Our nervous systems weren't designed for constant notifications, artificial lighting, and back-to-back demands. They were shaped in environments with rhythm, movement, and sensory variety. When we spend most of our time indoors and overstimulated, our systems shift into chronic stress. We may feel restless, irritable, mentally foggy, or exhausted without fully understanding why.
Nature offers a different kind of input. It's steady, patterned, and regulating.
Research—and Louv’s work—points to what happens when we step outside. Heart rate slows. Muscles soften. Attention widens. Even brief exposure to natural environments can help move the body out of a heightened stress response and into a more regulated state.

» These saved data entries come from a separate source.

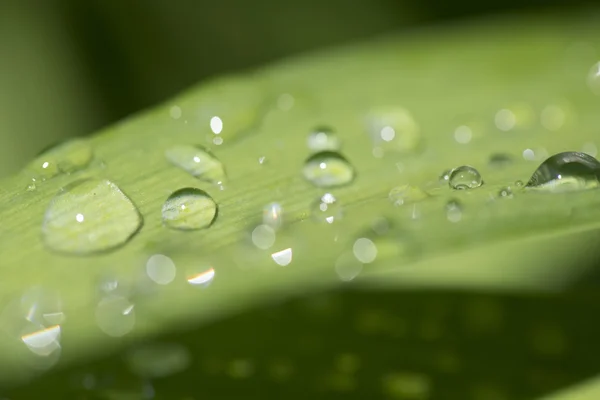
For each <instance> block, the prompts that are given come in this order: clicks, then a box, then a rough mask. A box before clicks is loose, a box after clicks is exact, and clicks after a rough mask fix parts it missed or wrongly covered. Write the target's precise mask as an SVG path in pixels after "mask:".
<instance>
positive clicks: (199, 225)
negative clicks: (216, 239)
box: [162, 188, 218, 230]
mask: <svg viewBox="0 0 600 400" xmlns="http://www.w3.org/2000/svg"><path fill="white" fill-rule="evenodd" d="M217 210H218V207H217V203H215V201H214V200H213V199H212V197H210V196H209V195H208V193H206V192H205V191H203V190H200V189H196V188H183V189H179V190H176V191H175V192H173V193H172V194H171V195H170V196H169V197H168V198H167V200H166V201H165V203H164V204H163V206H162V220H163V224H164V225H165V226H166V227H169V228H172V229H178V230H196V229H205V228H208V227H209V226H211V225H212V224H213V222H214V221H215V219H216V218H217Z"/></svg>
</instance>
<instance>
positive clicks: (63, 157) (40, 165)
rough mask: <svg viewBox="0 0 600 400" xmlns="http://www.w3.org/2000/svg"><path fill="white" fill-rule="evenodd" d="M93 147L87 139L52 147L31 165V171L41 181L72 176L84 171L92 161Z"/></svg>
mask: <svg viewBox="0 0 600 400" xmlns="http://www.w3.org/2000/svg"><path fill="white" fill-rule="evenodd" d="M92 158H93V153H92V147H91V146H90V144H89V142H88V141H87V140H85V139H73V140H70V141H67V142H64V143H60V144H58V145H55V146H52V147H50V148H49V149H47V150H45V151H43V152H42V154H41V155H39V156H38V157H36V159H35V160H34V161H33V162H32V163H31V164H30V166H29V169H30V170H31V171H32V172H33V174H34V175H36V176H37V177H39V179H42V180H43V179H49V178H52V177H54V176H56V175H59V174H63V173H64V174H70V173H72V172H75V171H78V170H80V169H83V168H85V167H87V166H88V165H89V163H90V162H91V161H92Z"/></svg>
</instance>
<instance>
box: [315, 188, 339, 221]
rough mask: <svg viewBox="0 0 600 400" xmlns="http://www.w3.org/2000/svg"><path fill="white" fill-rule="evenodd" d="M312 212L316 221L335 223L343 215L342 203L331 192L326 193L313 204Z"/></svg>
mask: <svg viewBox="0 0 600 400" xmlns="http://www.w3.org/2000/svg"><path fill="white" fill-rule="evenodd" d="M311 214H312V217H313V219H314V220H315V221H317V222H326V223H328V224H333V223H334V222H335V221H338V220H340V219H341V218H342V216H343V209H342V205H341V204H340V203H339V202H338V201H337V199H336V198H335V196H334V195H332V194H331V193H325V194H324V195H323V196H321V197H320V198H319V199H317V200H316V201H315V202H314V203H313V204H312V205H311Z"/></svg>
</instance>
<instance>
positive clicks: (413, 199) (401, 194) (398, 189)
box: [388, 185, 429, 206]
mask: <svg viewBox="0 0 600 400" xmlns="http://www.w3.org/2000/svg"><path fill="white" fill-rule="evenodd" d="M427 197H429V196H428V195H427V193H425V192H424V191H423V190H421V189H419V188H418V187H414V186H410V185H402V186H396V187H395V188H392V190H390V193H389V194H388V199H389V200H390V201H391V202H392V204H394V205H395V206H402V205H405V204H410V203H415V202H418V201H421V200H424V199H426V198H427Z"/></svg>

This doesn't require a weekend getaway or a perfect plan. The nervous system responds to small, consistent moments:
Sitting outside for a few minutes without your phone
Noticing the feeling of sunlight or wind on your skin
Watching something grow, move, or change
Taking a short walk and letting your pace slow
These are not extra tasks to add to your day. They are ways of returning your body to something it already knows.

On Earth Day, it can be easy to think about caring for the planet as something “out there.” But part of that care is also remembering that we are part of it. When we engage with the natural world, even in small ways, we support our own regulation, clarity, and well-being.
The invitation is simple: step outside, even briefly, and let your nervous system settle into a rhythm that has been there all along.